Lasting Image of Her
It’s the last thing I have to remember her by. A photo I snapped before she walked out of the empty apartment. I could not have known it was goodbye. I thought it was a reset, a reboot, a rejoin would happen a bit later in our lives when things had been more worked out. Work. Money. Sexual orientation.
She loved to tease me with her lesbian adventures. In fact, the first time we met in person she hinted at her past indulgences, “I can make that happen for you.” She was trying to entice me with a promise of future debauchery. But something inside her would never let her trust a man. Too many men controlled her life at the moment. A dad. A brother with a difficult child and a vindictive ex-wife. Another brother lost in a drinking himself to sleep problem.

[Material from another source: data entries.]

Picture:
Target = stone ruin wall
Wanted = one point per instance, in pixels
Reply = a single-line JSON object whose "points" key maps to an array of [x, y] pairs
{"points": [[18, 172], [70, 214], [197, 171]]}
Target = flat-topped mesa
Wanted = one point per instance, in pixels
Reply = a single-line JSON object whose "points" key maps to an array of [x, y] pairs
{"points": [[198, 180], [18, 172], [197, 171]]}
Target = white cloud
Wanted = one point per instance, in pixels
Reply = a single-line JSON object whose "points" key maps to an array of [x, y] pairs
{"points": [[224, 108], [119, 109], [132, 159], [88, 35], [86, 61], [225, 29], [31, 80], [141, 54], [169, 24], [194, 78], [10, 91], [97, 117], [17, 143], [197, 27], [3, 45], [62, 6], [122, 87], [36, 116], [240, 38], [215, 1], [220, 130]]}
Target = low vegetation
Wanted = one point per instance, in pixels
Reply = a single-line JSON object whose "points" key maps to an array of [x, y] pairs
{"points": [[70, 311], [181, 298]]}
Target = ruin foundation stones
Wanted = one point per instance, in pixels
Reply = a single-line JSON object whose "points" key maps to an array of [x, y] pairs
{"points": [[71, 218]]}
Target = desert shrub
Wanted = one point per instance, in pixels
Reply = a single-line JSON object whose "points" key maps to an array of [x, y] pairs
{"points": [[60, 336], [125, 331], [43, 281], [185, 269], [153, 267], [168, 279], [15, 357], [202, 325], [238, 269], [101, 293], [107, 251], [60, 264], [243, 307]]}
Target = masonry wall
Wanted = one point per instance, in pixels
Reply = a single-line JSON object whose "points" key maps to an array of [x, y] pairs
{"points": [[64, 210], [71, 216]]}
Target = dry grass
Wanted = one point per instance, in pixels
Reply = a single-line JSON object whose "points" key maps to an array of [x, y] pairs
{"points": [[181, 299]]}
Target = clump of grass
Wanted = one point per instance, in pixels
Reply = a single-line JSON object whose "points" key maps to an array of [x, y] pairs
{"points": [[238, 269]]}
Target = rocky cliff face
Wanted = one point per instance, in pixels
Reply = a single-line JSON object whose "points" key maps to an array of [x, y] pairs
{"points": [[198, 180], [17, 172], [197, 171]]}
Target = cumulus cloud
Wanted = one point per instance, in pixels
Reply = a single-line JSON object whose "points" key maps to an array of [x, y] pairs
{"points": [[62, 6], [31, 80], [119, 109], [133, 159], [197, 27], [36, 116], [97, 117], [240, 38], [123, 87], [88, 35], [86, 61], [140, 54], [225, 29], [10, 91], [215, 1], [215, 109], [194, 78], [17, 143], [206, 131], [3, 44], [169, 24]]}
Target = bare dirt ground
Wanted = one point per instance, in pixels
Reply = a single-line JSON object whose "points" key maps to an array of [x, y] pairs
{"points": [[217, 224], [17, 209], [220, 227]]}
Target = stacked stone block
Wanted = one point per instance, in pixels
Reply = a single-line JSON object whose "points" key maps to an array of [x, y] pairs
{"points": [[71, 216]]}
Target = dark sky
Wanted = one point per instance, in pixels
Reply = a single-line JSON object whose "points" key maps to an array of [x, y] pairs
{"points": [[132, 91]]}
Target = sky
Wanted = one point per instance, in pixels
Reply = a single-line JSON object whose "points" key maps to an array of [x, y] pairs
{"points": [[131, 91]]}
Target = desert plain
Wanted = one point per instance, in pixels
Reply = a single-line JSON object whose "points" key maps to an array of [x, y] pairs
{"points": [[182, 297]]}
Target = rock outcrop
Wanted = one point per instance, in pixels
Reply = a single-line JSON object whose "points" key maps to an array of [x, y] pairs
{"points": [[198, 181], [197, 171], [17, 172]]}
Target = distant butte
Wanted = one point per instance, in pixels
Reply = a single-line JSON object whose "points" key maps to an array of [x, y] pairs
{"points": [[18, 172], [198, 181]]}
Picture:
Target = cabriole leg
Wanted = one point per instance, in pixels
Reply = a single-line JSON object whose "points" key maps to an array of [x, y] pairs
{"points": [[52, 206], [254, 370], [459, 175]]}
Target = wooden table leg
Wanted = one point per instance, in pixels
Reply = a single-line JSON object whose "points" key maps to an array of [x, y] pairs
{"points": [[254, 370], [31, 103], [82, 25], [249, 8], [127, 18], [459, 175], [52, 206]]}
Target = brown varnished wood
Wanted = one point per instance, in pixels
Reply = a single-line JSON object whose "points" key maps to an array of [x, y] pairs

Telling stories, the night we stayed with him and his family, the same stories, over and over about ice hockey glory and the two-hundred times they saw Phish. “They lived in my dorm freshman year.”
I had moved my stuff to a temporary loft I going to sublet from a work friend. We had moved to New York together, to “get out of the heat and bullshit in Texas.” Standing in the window looking more like a dream, she mentioned vague plans about Paris and repairing her damaged soul. Said that the sound of spoken French would heal her. She said she would be a real catch in France, for a man or a woman.
I asked her, “Don’t you think it would be helpful to work out your running urge with someone who’s in love with you?”
But this was weeks after she vanished and only an hour before she would cease to be. I never got the full details, only that she had passed. Her drinking brother, I think, when he got her phone unlocked began texting contacts to give them the sad update. I couldn’t respond at the time. All I could do was keep opening this photo on my phone.
This was the photo I sent to her only a few days after she left.
“I miss you.”
“You too,” she texted back immediately.
“Wanna grab coffee?”
“I’m boarding a flight to Europe just now. I’ll call you when I’m settled in.”
In our erotically charged bedtime, there was always the hint of foul play. Some aspects of her past left her craving loss or abuse. The S&M was just a cover. It was about a big man who had left and asked her to store his Harley Davidson in her garage. This was back in Austin, not after we’d gotten to New York. It was one of the things I helped her clean up.
“He’s got to sell the Harley or something. Pick it up. He can’t just leave his shit at your house.”
“The guns too,” she yelled. “I told him I didn’t want them in the house and now they’re stored in my kid’s bedroom closet.”
“I’ll help.”
Nothing I did brought down her anxiety. I tried to be clear and honest with my actions and outlook for the future. She was often quiet and withdrawn. Then in the bedroom, she taught me some delightfully naughty tricks. Wow. I think I still crave that. Even after seven years, I still want her. Was it a powerful connection or some sort of warp that she’d planted in my mind with her heteroflexible ideas?
A text from the brother came about a week after she died.
“Nothing to bury. She was cremated in Paris. No service. Donations to SLAA in lieu of flowers.”